Le problème peut être aggravé lorsque des techniques statistiques médiocres sont transmises des mentors aux étudiants, propageant ainsi de mauvaises pratiques à la prochaine génération de chercheurs. Enfin, un manque d'expertise statistique dans le processus d'examen par les pairs des revues signifie que de nombreux articles sont publiés en utilisant des méthodes statistiques sous-optimales ; cela crée souvent une boucle de rétroaction positive car les méthodes sont copiées d'un article à l'autre. Le BJSM (British Journal of Sports Medicine) n'a commencé à avoir des rédacteurs adjoints en statistiques qu'en 2019.
Bien que de nombreux chercheurs en sciences du sport et en médecine du sport souhaiteraient bénéficier d'un soutien statistique pour leurs projets, ce soutien n'est souvent pas disponible. Les statisticiens mathématiques bénéficient d'une plus grande reconnaissance académique pour leurs travaux théoriques que pour leurs travaux appliqués, et peuvent donc ne pas être intéressés par une collaboration avec des chercheurs appliqués. Les statisticiens appliqués peuvent être intéressés par une collaboration mais ont souvent besoin d'un soutien financier important pour leur temps, ce qui peut les mettre hors de portée des budgets de nombreux projets en sciences et médecine du sport. En outre, des difficultés de communication peuvent surgir car les statisticiens ne sont généralement pas des experts du domaine des sciences ou de la médecine du sport. Cette barrière « linguistique » peut conduire à une mauvaise compréhension du problème de recherche spécifique au domaine, des données ou des analyses ultérieures.

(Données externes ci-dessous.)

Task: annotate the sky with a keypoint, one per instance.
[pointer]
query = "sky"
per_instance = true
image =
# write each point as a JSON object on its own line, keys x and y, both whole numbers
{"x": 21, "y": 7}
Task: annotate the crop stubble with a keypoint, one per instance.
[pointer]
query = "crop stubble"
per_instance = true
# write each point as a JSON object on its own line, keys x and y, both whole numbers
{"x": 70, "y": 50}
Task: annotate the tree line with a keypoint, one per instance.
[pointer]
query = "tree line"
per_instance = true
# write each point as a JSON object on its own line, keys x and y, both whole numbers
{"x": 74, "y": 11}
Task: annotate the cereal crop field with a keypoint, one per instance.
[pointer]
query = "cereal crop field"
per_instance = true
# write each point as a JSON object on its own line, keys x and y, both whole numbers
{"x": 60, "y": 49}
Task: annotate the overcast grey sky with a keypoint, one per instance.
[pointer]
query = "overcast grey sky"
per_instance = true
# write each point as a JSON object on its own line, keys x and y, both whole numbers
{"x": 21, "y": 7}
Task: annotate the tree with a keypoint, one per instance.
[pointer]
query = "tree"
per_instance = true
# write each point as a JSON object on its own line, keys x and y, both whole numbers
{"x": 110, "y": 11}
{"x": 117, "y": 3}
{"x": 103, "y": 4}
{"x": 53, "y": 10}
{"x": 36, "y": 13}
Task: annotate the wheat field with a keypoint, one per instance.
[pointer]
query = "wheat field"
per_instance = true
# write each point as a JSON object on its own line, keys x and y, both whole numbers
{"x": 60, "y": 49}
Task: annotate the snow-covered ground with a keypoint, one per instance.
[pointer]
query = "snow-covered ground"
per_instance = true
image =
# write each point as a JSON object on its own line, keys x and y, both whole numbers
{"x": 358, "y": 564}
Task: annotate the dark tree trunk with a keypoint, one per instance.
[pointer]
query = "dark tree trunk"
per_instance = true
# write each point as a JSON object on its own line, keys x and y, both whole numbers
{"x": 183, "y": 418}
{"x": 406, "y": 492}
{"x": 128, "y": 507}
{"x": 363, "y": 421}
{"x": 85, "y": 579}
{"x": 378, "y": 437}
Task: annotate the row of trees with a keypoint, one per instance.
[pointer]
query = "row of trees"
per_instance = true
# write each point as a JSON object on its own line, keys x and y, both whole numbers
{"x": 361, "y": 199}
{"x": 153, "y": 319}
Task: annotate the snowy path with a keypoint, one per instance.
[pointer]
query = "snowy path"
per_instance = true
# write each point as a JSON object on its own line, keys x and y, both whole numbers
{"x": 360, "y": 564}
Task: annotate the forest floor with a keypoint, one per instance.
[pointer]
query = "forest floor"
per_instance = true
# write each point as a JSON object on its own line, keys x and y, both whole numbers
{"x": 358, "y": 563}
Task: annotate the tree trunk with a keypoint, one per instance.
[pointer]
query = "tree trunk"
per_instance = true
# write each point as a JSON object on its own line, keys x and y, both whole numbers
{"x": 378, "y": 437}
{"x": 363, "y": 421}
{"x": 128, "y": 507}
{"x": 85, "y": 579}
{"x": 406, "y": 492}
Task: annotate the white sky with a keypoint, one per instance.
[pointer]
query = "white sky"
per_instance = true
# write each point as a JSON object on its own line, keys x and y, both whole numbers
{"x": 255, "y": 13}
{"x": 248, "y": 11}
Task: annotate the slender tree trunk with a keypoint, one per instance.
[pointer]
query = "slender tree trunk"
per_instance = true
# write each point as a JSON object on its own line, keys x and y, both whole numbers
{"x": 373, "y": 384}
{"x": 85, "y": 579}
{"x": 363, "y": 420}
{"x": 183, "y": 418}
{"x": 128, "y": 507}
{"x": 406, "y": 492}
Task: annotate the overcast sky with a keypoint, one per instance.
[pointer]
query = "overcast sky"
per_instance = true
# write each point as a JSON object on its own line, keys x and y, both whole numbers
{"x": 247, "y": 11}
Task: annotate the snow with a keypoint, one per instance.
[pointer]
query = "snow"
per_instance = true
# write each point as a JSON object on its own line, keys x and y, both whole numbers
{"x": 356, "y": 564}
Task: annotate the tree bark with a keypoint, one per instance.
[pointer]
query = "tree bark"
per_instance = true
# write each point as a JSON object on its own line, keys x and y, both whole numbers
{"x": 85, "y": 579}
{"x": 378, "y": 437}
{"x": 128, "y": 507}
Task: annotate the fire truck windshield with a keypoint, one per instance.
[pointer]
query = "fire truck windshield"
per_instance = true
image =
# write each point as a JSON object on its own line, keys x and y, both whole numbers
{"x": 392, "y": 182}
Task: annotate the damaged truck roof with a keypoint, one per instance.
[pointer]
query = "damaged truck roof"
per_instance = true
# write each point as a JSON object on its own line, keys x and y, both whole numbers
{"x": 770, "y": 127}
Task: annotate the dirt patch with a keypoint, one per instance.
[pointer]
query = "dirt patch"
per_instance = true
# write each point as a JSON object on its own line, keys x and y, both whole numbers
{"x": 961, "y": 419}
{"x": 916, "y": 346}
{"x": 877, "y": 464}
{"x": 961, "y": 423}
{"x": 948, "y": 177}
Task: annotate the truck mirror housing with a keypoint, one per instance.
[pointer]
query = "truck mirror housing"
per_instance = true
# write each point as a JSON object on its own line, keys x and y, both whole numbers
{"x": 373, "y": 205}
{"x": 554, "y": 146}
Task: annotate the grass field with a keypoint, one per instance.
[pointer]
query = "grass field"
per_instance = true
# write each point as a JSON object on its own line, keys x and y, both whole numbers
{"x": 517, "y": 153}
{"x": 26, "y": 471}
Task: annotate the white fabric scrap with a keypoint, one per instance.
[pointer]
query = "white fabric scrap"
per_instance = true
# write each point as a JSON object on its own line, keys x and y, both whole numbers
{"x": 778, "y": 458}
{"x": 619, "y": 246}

Les différences de culture peuvent constituer un obstacle à la collaboration. Ce qui est considéré comme un véritable savoir et ce qui est autorisé en matière de revendications scientifiques diffère selon les disciplines scientifiques. Les statisticiens ont tendance à être prudents lorsqu'ils interprètent les données, une prudence qui est souvent justifiée lorsqu'ils évaluent les allégations de connaissances sur la biologie ou la pharmacothérapie d'une maladie grave, mais qui peut être trop stricte lorsqu'elle est appliquée au type de questions pratiques courantes dans les sciences du sport, comme celle de savoir lequel des deux régimes d'entraînement est le plus susceptible d'entraîner une amélioration des performances. Par conséquent, le scientifique du sport peut ne pas être d'accord avec l'interprétation fournie par le statisticien, et donc reconsidérer la possibilité d'obtenir une assistance statistique pour de futurs projets. Les statisticiens peuvent également être réticents à travailler avec des scientifiques du sport si leurs conseils sont régulièrement ignorés.